The Foreign Account Tax Compliance Act (“FATCA”) is a  US law aiming to impose new best practices and clamp down on tax dodgers. The FATCA is a significant concern for funds managers with investors and/or investment activity in the USA. From 2013 on the FATCA imposes, among other things, a 30 percent levy on certain types of distributions made by a US-based fund to a foreign fund of funds, unless the taxman is satisfied he knows enough about all the US limited partners involved in the relationship.

Non-US firms will have to provide US tax authorities a look into the financial details of all its US-based investors and limited partners (”LPs”). For funds of funds the law means not only implementing new best practice policies and controls, ensuring its own investors are FATCA compliant, but confirming that any non-US funds within the portfolio are also compliant and apply best practices. Likewise General Partners (“GPs”) taking on a fund of funds as an investor risk a 30 percent tax penalty when exiting certain US assets, should a fund of funds skirt the new tax-avoidance rules.

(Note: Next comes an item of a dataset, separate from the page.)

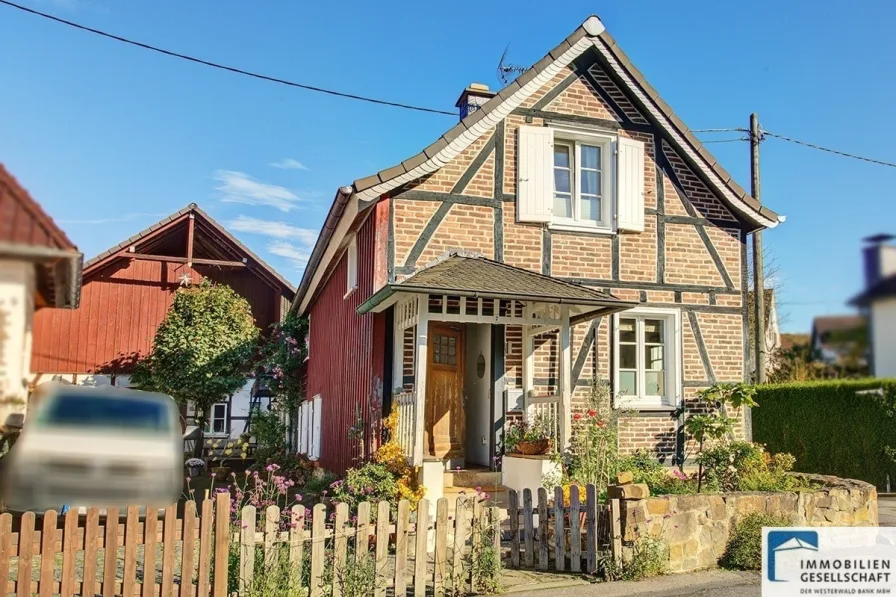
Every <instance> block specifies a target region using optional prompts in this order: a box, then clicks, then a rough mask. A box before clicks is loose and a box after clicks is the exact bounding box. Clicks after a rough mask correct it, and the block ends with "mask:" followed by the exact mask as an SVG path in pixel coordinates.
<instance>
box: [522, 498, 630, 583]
mask: <svg viewBox="0 0 896 597" xmlns="http://www.w3.org/2000/svg"><path fill="white" fill-rule="evenodd" d="M553 493H554V496H553V498H554V499H553V500H552V501H549V500H548V492H547V490H545V489H544V488H543V487H542V488H539V489H538V490H537V495H538V502H537V504H534V505H533V503H532V490H530V489H524V490H523V495H522V503H520V495H519V493H518V492H516V491H514V490H510V494H509V498H510V499H509V501H510V507H509V508H508V516H509V517H510V557H509V560H510V567H511V568H529V569H533V570H551V569H553V570H556V571H558V572H563V571H570V572H586V573H589V574H591V573H594V572H596V571H597V569H598V567H599V563H600V558H602V557H611V558H613V559H614V560H615V561H617V562H618V561H620V560H621V557H622V533H621V520H620V509H619V500H610V503H609V504H600V503H598V500H597V491H596V489H595V487H594V485H588V486H586V488H585V496H584V497H585V501H584V502H582V500H581V497H582V496H580V495H579V488H578V487H577V486H575V485H573V486H572V487H570V492H569V493H570V495H569V505H568V506H567V505H565V500H564V496H563V489H562V488H560V487H555V488H554V492H553Z"/></svg>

As a consequence, for funds of funds, compliance and best practice costs hit from both ends, as an investor and as a fund manager. Still the only true safe way for the fund of funds and direct fund to ensure FATCA compliance is to demand the other party guarantees maintaining its tax sharing information agreement with US authorities. Many GPs are expected to balk at this commitment, especially if it means exposing itself to liabilities for the actions of its LPs.

While much depends on the US Treasury Department’s specific regulations for the applications of FATCA, some fund managers find compliance and best practice costs too prohibitive and decide to stop making US investments or taking commitments from US-based investors.

The FATCA poses regulatory challenges to the funds of funds industry. The various regulations on the horizon will mean a great deal of time, energy and money on the part of managers, and perhaps even some changes to certain funds’ investment strategies.